Supreme Court Upholds Plastic Bag Fee
The Colorado Supreme Court upheld Aspen’s fee on paper grocery bags, finding that the 20-cent charge is not a tax because it offsets the costs of a municipal waste-reduction program, the Aspen Daily News reported. The state high court upheld a district court decision from 2014 and a Colorado Court of Appeals ruling from 2015.
The Colorado Union of Taxpayers, a Lakewood-based group that advocates for conservative tax policy, brought the lawsuit following the program’s implementation in 2012, arguing that the fee is actually a tax. Since new taxes must be approved by voters under the Colorado Taxpayer’s Bill of Rights constitutional amendment, the group argued that the fee, which was not put up for voter approval, was unconstitutional. Aspen City Council in 2011 passed the so-called waste-reduction ordinance, which banned single-use plastic bags offered upon checkout at local grocery stores and required the 20-cent fee for paper bags.
Aspen City Council Agrees to Move Water Storage
Aspen City Council agreed to transfer long-held, conditional water-storage rights out of the Castle and Maroon creek valleys to less environmentally sacred locations, appeasing five parties that have been opposing two water-court actions to extend the municipality’s rights to build dams in the valleys, the Aspen Daily News reported.
Those rights date to 1965 and are decreed for a 9,000-acre-foot reservoir on Castle Creek, 2 miles below Ashcroft, and a 4,500-acre-foot reservoir on Maroon Creek, just below the confluence of East Maroon and West Maroon creeks, within view of the Maroon Bells and encroaching on designed wilderness. The parties that have reached the stipulation agreements are Wilderness Workshop, Western Resource Advocates, Asp Properties LLC, Double R Creek Ltd and Pitkin County.
The city will file a water-court application to change the location of those rights to one or more of the following locations: the Woody Creek parcel adjacent to the gravel pit, the gravel pit itself, the Aspen Golf Course, Cozy Point Ranch and the Zoline Open Space, or any other location the parties agree to in writing.
Snowmass
Snowmass Mall Under Contract
The majority of the Snowmass Mall is under contract to a group of local investors who are “cautiously optimistic” that the sale will close by mid-June, the Aspen Daily News reported. Dwayne Romero is head of a small investment group led by The Romero Group, which has the main section of the mall, Snowmass’ original commercial zone, under contract for an undisclosed price, the Aspen Daily News reported.
The current owner is Related Cos., which acquired the property in 2007 and employs its own personnel for mall maintenance. Investors are not interested in bulldozing the existing buildings nor uprooting the businesses. The property The Romero Group would acquire starts at the bus stop area, including Fuel, and encompasses the main part of the mall up to Christy Sports on one side and up to the free standing Aspen Snowmass Sotheby’s building on the other side.

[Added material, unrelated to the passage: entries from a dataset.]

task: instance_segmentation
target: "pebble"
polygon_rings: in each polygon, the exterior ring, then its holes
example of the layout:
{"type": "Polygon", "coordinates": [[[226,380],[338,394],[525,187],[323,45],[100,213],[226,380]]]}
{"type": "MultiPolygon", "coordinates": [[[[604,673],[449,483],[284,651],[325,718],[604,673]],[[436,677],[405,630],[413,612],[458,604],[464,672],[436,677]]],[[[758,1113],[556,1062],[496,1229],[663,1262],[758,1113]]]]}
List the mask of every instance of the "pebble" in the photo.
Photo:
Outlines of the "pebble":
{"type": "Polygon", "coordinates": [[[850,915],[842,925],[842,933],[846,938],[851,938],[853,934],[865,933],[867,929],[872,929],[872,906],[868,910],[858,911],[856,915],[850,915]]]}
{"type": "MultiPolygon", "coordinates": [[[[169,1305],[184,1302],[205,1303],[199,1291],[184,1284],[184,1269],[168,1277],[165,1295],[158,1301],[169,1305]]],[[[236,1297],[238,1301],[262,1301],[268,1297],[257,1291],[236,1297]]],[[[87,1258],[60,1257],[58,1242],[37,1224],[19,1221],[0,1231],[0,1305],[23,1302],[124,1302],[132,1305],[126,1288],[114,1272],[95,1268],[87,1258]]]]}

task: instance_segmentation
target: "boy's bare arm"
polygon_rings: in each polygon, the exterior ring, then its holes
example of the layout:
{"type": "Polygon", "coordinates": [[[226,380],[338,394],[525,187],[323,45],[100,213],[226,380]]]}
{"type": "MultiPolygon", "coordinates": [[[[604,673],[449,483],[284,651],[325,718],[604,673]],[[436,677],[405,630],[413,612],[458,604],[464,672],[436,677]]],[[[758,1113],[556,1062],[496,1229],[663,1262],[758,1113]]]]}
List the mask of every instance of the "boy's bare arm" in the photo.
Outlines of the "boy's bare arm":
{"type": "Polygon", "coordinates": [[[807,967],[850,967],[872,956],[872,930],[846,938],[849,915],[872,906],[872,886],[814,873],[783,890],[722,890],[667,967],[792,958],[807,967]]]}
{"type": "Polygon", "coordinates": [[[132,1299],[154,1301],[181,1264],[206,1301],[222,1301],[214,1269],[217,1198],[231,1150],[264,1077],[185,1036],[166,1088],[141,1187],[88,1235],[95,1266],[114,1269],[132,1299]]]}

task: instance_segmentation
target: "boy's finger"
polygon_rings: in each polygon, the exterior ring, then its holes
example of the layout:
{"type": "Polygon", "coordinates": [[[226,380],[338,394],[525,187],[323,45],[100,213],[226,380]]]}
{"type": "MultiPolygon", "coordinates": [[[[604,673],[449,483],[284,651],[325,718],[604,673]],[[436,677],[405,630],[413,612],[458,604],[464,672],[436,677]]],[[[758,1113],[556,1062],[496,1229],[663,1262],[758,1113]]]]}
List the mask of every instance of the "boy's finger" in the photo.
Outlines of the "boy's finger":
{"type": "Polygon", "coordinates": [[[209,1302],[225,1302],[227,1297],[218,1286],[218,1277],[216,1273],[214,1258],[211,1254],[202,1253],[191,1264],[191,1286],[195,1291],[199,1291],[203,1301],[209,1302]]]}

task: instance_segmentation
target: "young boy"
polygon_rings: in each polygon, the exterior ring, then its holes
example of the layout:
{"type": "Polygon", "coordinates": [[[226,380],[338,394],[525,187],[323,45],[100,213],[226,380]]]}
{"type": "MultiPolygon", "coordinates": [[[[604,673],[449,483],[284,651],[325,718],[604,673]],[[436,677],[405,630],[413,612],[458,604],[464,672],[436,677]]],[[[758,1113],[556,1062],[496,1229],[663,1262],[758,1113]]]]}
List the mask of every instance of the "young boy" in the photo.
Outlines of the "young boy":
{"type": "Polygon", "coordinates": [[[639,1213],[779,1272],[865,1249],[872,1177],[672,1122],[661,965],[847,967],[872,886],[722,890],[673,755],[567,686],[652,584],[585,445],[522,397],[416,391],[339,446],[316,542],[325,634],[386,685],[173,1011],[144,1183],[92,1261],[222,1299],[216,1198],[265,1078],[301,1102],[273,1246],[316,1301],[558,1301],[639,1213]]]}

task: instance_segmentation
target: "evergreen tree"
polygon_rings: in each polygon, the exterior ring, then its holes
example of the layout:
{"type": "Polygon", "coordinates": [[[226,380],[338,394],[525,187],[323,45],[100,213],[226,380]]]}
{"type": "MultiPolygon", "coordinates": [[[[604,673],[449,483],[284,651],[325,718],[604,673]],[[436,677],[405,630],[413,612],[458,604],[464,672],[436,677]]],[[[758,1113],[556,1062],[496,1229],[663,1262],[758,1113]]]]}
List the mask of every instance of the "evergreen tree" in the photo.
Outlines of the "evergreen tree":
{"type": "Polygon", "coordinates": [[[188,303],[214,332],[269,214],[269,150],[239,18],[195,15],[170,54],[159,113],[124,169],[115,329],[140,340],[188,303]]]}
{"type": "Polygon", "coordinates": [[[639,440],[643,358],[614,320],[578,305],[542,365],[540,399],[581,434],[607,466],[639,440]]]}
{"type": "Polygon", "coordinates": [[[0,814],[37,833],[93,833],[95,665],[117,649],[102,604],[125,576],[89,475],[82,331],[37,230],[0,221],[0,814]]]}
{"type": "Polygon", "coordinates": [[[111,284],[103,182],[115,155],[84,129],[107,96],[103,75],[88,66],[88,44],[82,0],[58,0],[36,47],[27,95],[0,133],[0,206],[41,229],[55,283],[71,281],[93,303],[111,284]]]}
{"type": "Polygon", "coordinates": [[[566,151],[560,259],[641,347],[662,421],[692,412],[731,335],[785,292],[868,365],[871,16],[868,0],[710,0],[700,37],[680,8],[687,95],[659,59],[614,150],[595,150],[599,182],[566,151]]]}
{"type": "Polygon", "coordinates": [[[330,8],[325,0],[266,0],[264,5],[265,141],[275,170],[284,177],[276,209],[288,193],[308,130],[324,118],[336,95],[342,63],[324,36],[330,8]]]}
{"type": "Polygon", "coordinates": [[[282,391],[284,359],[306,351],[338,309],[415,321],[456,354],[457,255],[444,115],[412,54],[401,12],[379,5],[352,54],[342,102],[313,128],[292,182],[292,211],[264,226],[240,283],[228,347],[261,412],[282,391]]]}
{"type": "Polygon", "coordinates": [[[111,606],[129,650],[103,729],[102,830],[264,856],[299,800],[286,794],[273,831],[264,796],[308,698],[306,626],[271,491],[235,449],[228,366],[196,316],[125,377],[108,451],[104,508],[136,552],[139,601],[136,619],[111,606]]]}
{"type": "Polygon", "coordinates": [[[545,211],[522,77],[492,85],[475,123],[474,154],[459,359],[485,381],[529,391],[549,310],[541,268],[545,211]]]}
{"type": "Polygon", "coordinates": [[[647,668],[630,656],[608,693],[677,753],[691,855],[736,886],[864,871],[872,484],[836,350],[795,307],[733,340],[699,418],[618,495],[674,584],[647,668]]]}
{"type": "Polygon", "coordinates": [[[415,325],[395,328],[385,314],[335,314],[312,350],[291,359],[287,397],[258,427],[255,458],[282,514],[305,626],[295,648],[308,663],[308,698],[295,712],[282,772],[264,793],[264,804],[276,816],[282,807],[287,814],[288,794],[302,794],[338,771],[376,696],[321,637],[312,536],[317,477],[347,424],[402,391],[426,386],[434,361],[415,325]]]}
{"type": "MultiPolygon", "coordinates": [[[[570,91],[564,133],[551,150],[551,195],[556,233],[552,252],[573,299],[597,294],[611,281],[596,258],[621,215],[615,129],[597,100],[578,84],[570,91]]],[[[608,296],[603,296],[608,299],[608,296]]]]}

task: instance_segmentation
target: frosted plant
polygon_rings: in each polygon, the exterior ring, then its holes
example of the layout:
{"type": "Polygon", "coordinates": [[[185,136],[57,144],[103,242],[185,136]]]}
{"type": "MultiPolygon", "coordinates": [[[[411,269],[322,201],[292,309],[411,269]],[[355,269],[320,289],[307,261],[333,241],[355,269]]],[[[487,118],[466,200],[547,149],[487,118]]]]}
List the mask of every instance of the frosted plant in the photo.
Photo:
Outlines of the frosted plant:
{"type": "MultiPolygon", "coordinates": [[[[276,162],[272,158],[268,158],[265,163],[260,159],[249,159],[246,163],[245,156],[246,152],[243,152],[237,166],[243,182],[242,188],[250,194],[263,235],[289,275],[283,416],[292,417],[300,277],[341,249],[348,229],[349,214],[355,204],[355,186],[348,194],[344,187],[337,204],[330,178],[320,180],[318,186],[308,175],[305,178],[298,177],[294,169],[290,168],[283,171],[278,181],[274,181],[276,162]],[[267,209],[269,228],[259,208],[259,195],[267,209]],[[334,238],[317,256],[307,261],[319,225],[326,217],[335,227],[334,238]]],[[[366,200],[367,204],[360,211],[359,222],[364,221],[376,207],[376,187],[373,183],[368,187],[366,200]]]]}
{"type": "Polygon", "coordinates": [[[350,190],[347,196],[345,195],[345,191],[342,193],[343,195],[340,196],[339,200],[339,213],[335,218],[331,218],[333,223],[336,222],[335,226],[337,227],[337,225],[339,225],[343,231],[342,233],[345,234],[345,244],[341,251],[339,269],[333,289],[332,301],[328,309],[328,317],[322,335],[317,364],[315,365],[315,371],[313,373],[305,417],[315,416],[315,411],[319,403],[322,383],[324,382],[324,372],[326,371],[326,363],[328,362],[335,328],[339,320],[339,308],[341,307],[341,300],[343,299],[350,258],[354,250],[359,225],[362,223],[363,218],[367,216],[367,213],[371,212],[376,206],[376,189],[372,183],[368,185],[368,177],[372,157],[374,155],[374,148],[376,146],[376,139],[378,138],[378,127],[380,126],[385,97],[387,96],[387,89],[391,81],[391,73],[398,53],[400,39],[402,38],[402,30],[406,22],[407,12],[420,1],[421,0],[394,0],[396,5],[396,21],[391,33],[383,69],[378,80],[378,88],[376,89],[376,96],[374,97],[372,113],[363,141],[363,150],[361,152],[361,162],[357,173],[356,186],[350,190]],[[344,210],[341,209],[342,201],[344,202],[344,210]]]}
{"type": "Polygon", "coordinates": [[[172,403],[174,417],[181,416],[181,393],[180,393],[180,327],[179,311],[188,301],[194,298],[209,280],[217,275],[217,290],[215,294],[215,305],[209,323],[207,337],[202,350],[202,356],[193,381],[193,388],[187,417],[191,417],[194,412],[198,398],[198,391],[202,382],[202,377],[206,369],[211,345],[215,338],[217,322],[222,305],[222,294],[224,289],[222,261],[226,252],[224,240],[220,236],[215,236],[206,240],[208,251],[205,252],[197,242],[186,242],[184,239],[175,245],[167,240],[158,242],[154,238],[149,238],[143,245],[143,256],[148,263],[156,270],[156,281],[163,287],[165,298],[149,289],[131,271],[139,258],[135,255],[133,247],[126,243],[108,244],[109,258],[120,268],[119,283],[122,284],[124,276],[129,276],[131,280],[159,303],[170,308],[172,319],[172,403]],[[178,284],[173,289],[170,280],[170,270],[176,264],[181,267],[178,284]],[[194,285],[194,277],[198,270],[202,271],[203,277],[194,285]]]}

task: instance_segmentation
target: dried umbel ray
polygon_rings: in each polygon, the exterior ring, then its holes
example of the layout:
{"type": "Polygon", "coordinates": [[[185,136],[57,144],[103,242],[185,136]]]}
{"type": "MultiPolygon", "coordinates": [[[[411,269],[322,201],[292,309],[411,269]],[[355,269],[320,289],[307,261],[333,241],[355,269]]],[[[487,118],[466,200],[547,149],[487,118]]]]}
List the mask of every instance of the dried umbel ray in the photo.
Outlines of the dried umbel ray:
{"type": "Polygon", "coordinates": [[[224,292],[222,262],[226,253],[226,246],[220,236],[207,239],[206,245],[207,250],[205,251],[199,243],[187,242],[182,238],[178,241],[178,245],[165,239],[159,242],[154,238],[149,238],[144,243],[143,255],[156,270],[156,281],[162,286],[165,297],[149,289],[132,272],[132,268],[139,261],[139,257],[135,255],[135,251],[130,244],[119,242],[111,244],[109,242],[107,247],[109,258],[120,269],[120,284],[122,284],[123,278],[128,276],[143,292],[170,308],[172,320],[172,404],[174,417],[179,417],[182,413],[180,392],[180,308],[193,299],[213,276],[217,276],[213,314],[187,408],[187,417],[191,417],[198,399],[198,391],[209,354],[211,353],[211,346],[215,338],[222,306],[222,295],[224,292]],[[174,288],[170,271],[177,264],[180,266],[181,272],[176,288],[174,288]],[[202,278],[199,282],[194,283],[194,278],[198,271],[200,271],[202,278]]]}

Building 6 to Become “Village Hall”
As East West Partners moves forward with its “Village Hall” concept inside Snowmass’ community-use Building 6, Aspen Center for Environmental Studies — one of the town’s first contenders to program the space — is interested in collaborating inside the facility, the Aspen Times reported.
Snowmass Discovery also is on board with new plans for the space. The building agreement between the town and East West allocates 2,314 square feet of the bottom floor to display fossils from the 2010-11 dig at Ziegler Reservoir.
Along with the Ice Age Discovery showcase at the lower level of Building 6, Snowmass Ventures proposes in its plan a 2,600-square-foot game lounge. At the plaza level of the building, Village Hall calls for a restaurant with a bar and approximately 100 indoor seats as well as “community-flex space” with theater rows that can seat as many as 120 people for events such as films, speakers and small concerts. Construction is expected to be complete in November.
Basalt
Midvalley Tax Approved for Park
A proposed property-tax increase for the Crown Mountain Park & Recreation District won narrowly in a midvalley election in May, the Aspen Daily News reported. The district’s board asked voters for 1.95 mills on top of the 1 mill that currently generates revenue for park operations and maintenance. The 1.95-mill increase is estimated to bring in an estimated $695,000 annually.
Park officials, and a majority of board members, contended that the district’s current tax revenue of around $350,000 per year wasn’t nearly enough to maintain the quality of the 16-year-old facility. Opponents claimed the increase was too high as well as fiscally irresponsible because there was no sunset provision, or ending date, connected to the tax.
Carbondale
More Than a Dozen Sculptures Raised Downtown
The Carbondale Public Arts Commission and town staff installed 14 new sculptures in downtown Carbondale, just in time for summer and the new ArtWalk, the Sopris Sun reported. Among the selections are works by Carbondale artists Wallace Graham and Chester Haring, with others ranging from Paonia and Aspen to Minnesota and Texas. There were more than 70 applicants.
Glenwood Springs
Melville Family to Purchase Hotel Colorado
Aspen’s Melville family is making another move on another hotel in Colorado, this time involving the 124-year-old Hotel Colorado in Glenwood Springs, the Glenwood Springs Post Independent reported. The move comes a year and four months after a previous effort to buy the property by the owners of the neighboring Glenwood Hot Springs Lodge and Pool. That deal fell through a week before the scheduled closing in January 2017.
The current owner of the Hotel Colorado is the Bastian family of Wichita, Kansas, through Glenwood Properties Inc. The property is listed on the National Register of Historic Places. If the deal closes as anticipated, the Melville family will have three hotels under its ownership. In April 2017, it bought the 21-room Cristiana Guesthaus in Crested Butte for $1.7 million. Ralph Melville, Craig Melville’s father who died in February 2016, opened the Mountain Chalet, located near the base of the west side of Aspen Mountain, in 1954 with three guest rooms.
Pitkin County
Booze Ban Goes into Effect on RFTA
Beginning Saturday, June 9, open containers of all alcoholic beverages will be prohibited on all of the Roaring Fork Transportation Authority’s buses, the Aspen Daily News reported. Closed alcohol containers will still be allowed. The ban on open consumption is an effort to improve the safety and security of personnel and passengers, officials have said. The decision follows a number of measures taken by the board earlier this year to improve the safety, security and overall experience for all RFTA personnel and passenger.
E-Bikes Get Initial Approval from Commissioners
Pitkin County commissioners indicated their initial support for allowing one type of e-bike on hard-surface trails in the county, the Aspen Times reported. It’s the first step toward changing the county’s Open Space and Trails regulations to allow pedal-assisted, or class 1 e-bikes, to use them. There will be followup public hearings and second readings on the ordinance.
The change was prompted by Colorado state law, which changed in August and reclassified class 1 and 2 e-bikes as bicycles and not motorized vehicles, thus allowing them on trails. Class 1 and 2 bikes cannot travel more than 20 mph, which is the speed limit on the Rio Grande Trail set by the Roaring Fork Transportation Authority. In August, Pitkin County commissioners passed an emergency ordinance prohibiting all e-bikes on county trails so county officials could gather information about what to do about the new state law.